A service provider recently sent me a bill for some work she had done for me. The job was not large, but I had requested a quote for the work before approving it, and when the invoice came, the price was slightly higher than had been indicated in the quote.

I debated the merits of questioning the bill, since the dollar amount in question was only $15, but I decided that it couldn’t hurt. So I sent off an email including the original quote, and asked for an explanation of the price discrepancy.

A few minutes later, I had my response. A new invoice was attached for the original amount, and an explanation of the difference between the two invoices. Apparently, there was a slight difference in materials used which resulted in the surcharge.
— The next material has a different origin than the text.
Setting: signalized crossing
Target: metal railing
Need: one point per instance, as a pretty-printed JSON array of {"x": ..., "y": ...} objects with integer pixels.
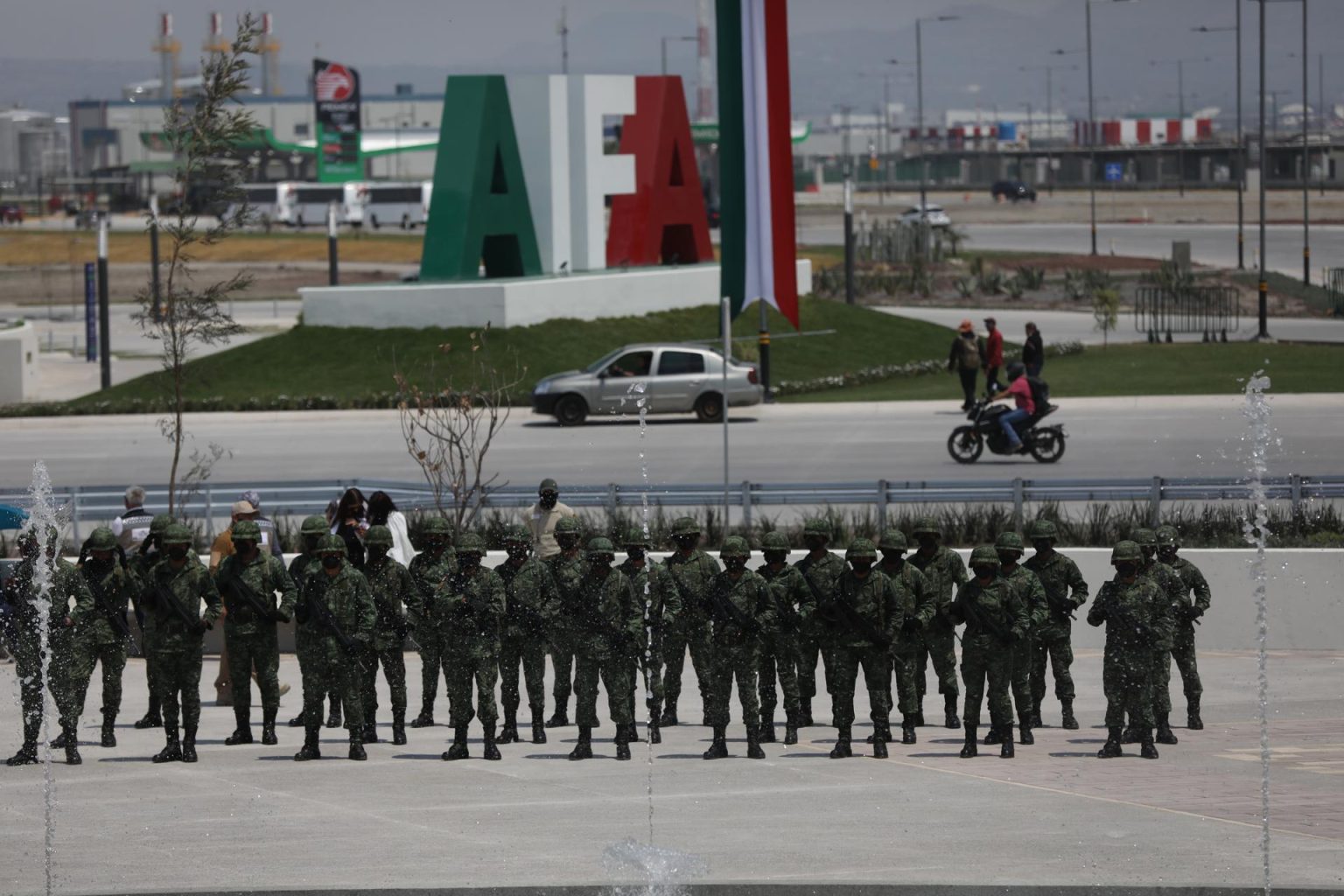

However, she wrote off that surcharge once I pointed out that I had a quote for a lower price.

She didn’t have to write it off. She could have said that the change in materials justified the higher price. The material change was initiated by someone in my employ, and so I was actually responsible for that.

However, because she wrote off the $15, she made me happy. As a customer, I would now be happy to use her business once again, and to refer her to others. She made a solid business relationship that will ultimately bring her more business. The next time, the margin on the project may be larger, or the volume of referred business may justify the write-off.

Sometimes, the bird in the hand is worth less than the two in the bush. Releasing the one may result in two more coming days, months, or years down the line.

Sometimes, you really do need to pay attention to the big picture, and realize that what’s being debated isn’t worth the time, effort, or dollars you’re putting into it.